Public involvement in health outcomes research: lessons learnt from the development of the recovering quality of life (ReQoL) measures. Health and Quality of Life Outcomes [PubMed] Published 11th April 2019
We’ve featured a few papers from the ReQoL project on this blog. The researchers developed several outcome measures to be used in the context of mental health. A couple of weeks ago, we also featured a paper turning a sceptical eye to the idea of co-production, whereby service users or members of the public are not simply research participants but research partners. This paper describes the experience of coproduction in the context of the ReQoL study. The authors are decidedly positive about co-production.

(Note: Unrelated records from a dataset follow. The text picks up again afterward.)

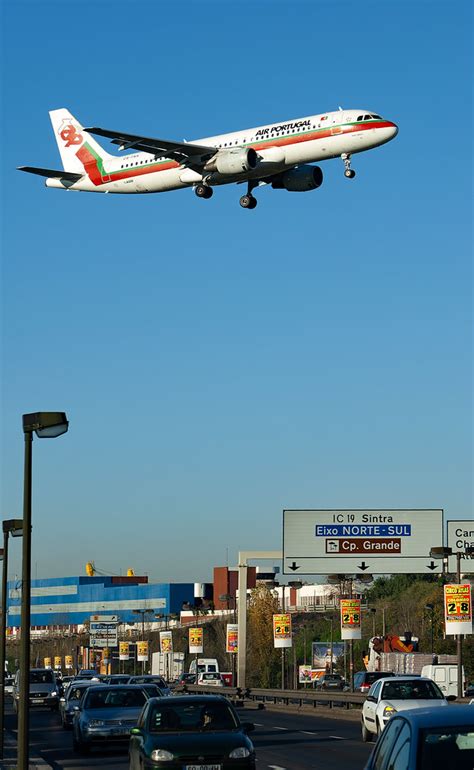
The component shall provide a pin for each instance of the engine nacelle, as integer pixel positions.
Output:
(299, 179)
(235, 161)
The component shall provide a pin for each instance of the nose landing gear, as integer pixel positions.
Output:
(349, 173)
(203, 191)
(248, 201)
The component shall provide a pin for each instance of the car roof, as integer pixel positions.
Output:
(456, 715)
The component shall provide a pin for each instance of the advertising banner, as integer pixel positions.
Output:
(458, 608)
(232, 638)
(142, 651)
(166, 641)
(282, 630)
(350, 619)
(322, 654)
(195, 641)
(124, 651)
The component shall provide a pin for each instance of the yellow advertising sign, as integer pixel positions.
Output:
(282, 630)
(142, 651)
(124, 651)
(350, 619)
(232, 637)
(458, 608)
(195, 640)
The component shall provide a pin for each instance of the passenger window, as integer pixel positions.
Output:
(385, 744)
(401, 750)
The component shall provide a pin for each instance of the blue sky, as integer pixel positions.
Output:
(218, 365)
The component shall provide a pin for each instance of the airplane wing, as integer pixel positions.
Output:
(51, 174)
(180, 151)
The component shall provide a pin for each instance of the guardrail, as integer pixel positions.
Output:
(290, 698)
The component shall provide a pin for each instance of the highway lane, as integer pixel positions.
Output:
(282, 740)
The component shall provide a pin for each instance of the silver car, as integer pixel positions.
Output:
(71, 699)
(105, 715)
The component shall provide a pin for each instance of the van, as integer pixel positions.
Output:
(44, 689)
(205, 666)
(445, 676)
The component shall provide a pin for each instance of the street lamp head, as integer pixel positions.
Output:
(45, 424)
(14, 527)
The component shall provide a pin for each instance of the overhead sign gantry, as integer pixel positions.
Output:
(321, 542)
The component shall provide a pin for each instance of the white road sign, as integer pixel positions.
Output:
(321, 542)
(103, 633)
(460, 537)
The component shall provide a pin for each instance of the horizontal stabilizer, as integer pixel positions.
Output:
(68, 176)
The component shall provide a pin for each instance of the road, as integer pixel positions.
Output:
(282, 740)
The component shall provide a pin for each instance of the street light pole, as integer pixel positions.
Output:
(45, 425)
(13, 527)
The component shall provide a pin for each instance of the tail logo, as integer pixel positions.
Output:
(70, 136)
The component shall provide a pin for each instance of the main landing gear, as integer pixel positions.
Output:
(248, 201)
(203, 191)
(349, 173)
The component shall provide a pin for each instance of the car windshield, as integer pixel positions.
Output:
(415, 689)
(41, 677)
(447, 747)
(191, 717)
(112, 698)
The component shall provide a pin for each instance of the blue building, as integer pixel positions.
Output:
(70, 601)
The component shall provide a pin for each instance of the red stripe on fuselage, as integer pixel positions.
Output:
(91, 167)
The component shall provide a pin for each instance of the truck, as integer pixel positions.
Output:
(169, 665)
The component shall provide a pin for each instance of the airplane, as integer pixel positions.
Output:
(278, 154)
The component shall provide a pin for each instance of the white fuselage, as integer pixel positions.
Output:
(279, 146)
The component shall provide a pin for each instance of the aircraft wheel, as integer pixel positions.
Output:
(248, 202)
(203, 191)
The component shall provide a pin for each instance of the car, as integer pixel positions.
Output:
(210, 679)
(44, 689)
(426, 739)
(198, 731)
(105, 715)
(330, 682)
(71, 699)
(116, 679)
(151, 679)
(399, 693)
(363, 680)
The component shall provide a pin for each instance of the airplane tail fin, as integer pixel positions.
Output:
(75, 145)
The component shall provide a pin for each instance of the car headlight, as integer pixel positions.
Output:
(239, 753)
(161, 755)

The logic behind the involvement of service users in the development of patient-reported outcome measures is obvious; measures need to be meaningful and understandable to patients, and enabling service users to inform research decisions could facilitate that. But there is little guidance on co-production in the context of developing patient-reported outcomes. Key decisions in the development of ReQoL were made by a ‘scientific group’, which included academics, clinicians, and seven expert service users. An overlapping ‘expert service user group’ also supported the study. In these roles, service users contributed to all stages of the research, confirming themes and items, supporting recruitment, collecting and analysing data, agreeing the final items for the measures, and engaging in dissemination activities. It seems that the involvement was in large part attendance at meetings, discussing data and findings to achieve an interpretation that includes the perspectives of services users. This resulted in decisions – about which items to take forward – that probably would not have been made if the academics and clinicians were left to their own devices. Service users were also involved in the development of research materials, such as the interview topic guide. In some examples, however, it seems like the line between research partner and research participant was blurred. If an expert service user group is voting on candidate items and editing them according to their experience, this is surely a data collection process and the services users become research subjects.
The authors describe the benefits as they saw them, in terms of the expert service users’ positive influence on the research. The costs and challenges are also outlined, including the need to manage disagreements and make additional preparations for meetings. We’re even provided with the resource implications in terms of the additional days of work. The comprehensive description of the researchers’ experiences in this context and the recommendations that they provide make this paper an important companion for anybody designing a research study to develop a new patient-reported outcome measure.